Markey capped his final full day of campaigning with stops in Springfield, Worcester and Lawrence before participating in a rally in front of the YMCA in his home city of Malden, imploring a crowd of about 250 supporters not to let up in the final hours.
“We cannot stop,” said Markey, a longtime congressman who’s led in polls. “The Republicans are coming. We have to make sure we stop them from having a vote for (Senate GOP leader) Mitch McConnell as the next majority leader of the United States Senate.”
Gomez, a businessman, former Navy SEAL and political newcomer, focused his attention on southeastern Massachusetts.
“I’ve been in a lot harder situations — a lot longer odds,” Gomez told two dozen supporters gathered inside a Braintree bar Monday afternoon. “We’re going to make history tomorrow.”

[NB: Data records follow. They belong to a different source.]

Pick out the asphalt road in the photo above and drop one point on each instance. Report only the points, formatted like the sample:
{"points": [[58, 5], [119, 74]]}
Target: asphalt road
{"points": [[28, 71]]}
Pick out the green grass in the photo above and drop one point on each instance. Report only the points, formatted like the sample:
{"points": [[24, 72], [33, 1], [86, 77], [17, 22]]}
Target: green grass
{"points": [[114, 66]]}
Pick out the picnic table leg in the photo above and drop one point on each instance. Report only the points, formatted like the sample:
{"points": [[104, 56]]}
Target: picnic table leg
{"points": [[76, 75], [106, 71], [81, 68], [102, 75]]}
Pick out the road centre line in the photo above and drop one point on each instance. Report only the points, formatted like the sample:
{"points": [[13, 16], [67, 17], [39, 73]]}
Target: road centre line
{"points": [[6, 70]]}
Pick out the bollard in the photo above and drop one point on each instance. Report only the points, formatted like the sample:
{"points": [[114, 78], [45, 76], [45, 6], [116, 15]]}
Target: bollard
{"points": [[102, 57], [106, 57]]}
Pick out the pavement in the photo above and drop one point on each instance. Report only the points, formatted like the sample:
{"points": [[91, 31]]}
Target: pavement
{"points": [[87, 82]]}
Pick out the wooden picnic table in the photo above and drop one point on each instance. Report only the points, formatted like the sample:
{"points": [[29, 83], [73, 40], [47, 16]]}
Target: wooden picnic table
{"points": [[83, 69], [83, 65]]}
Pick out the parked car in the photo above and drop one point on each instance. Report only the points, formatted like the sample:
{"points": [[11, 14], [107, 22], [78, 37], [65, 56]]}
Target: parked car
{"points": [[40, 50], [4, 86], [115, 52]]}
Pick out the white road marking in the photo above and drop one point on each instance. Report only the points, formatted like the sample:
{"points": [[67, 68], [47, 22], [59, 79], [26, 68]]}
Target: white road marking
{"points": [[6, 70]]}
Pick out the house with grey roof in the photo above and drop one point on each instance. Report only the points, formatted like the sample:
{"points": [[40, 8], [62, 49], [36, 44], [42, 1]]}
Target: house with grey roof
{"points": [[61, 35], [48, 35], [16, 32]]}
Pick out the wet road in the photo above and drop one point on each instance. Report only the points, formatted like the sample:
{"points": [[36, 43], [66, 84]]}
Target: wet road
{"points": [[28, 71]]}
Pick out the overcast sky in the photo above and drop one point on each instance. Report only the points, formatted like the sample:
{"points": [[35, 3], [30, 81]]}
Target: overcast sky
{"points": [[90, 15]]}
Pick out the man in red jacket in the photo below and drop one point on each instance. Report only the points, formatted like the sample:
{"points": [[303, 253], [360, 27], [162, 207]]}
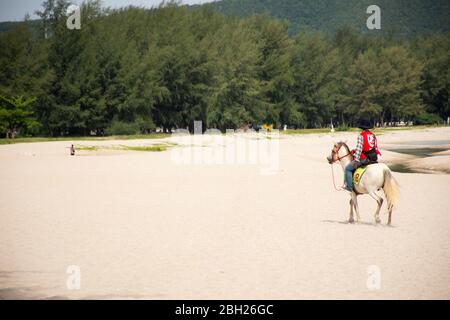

Earlier in the day, Gomez greeted commuters at a Braintree public transit stop before heading to Plymouth, Hyannis and Brockton. He would finish up the day with an evening rally with former U.S. Senator Scott Brown at a restaurant in Quincy.
Brown drew parallels to his own race in 2010 saying polls that showed him trailing Democratic candidate Martha Coakley in the closing weeks of the campaign were proven wrong.
“Is the race over? Of course it’s not over,” Brown said. “If you want somebody who’s going to be in lock step and look at (Senate Majority Leader) Harry Reid and say ‘Mr. Leader, how do I vote, up or down?’ You send Ed Markey down there. He’ll do exactly as he’s told.”
Gomez said if elected he would instead be able to reach across the political aisle and fight against what he called “hyper-partisanship.”
“People have asked me throughout the campaign, ‘Why are you running?’” Gomez said. “I tell them it’s very, very simple. I want to serve.”
All indications pointed to what the state’s top elections official termed a “very weak” turnout at the polls, thanks in part to the timing of the election and a lack of deep interest.
“There just hasn’t been the intensity in this race,” said Massachusetts Secretary of State William Galvin, who projected that no more than 1.6 million of the state’s 4.3 million registered voters — about 37 percent — would participate in the contest.
By contrast, about 2.25 million voters cast ballots in the 2010 special election to succeed the late Sen. Edward Kennedy, which Brown won.
Galvin, a Democrat, said none of the political dynamics in that race appear to have taken shape this year.
“I’m not going to deliver a political analysis, but it’s obvious that some of the factors that were present in 2010 ... the national interest, the effects on the workings of the United States Senate, are simply not present this time,” said Galvin.
The date of the election, coming when many people are beginning summer vacation, also could be a factor in keeping turnout low, he said. Temperatures were expected to soar into the 90s in parts of the state Tuesday.
Both campaigns are keenly aware of the importance of turning out their voters.
“Some of the pollsters and the pundits would like to say, ‘Oh, it’s an easy victory, Ed’s got it won.’ We as Democrats know we cannot trust that,” Middlesex County Sheriff Peter Koutoujian said at a Markey campaign stop Sunday in Framingham. “We learned a couple of years ago the hard way that if we don’t do our job someone will take advantage.”
Gomez supporters are equally aware of the need to get their voters to the polls.
Turnout is particularly important given the low turnout predictions, said State Sen. Robert Hedlund, a Republican who introduced Gomez at the Braintree bar.
“You can in a sense ... have the power of really three votes for the people that are sitting this one out,” Hedlund said.
Gomez said voters are ready for a change.
“He’s, like, twice as old as you are,” Gomez said of the 66-year-old Markey while talking to an undecided voter, 18-year-old Vaughn Haynes, of Holbrook. Gomez is 47.
Haynes, who said he voted for President Barack Obama in the fall, later said he would likely vote for Gomez.
“He’s the only one I’ve met,” Haynes said.
Markey also urged his supporters to dig deep.
“There is no overconfidence in this entire operation,” said Markey, explaining that his campaign has called or rang the doorbells of 3 million prospective voters in the last four days.
Tuesday’s special election will fill the seat formerly held by John Kerry, who resigned from the Senate to become U.S. secretary of state.
Richard Heos, who is affiliated with the Twelve Visions Party, is also on the ballot.
Associated Press writer Steve Peoples contributed to this report.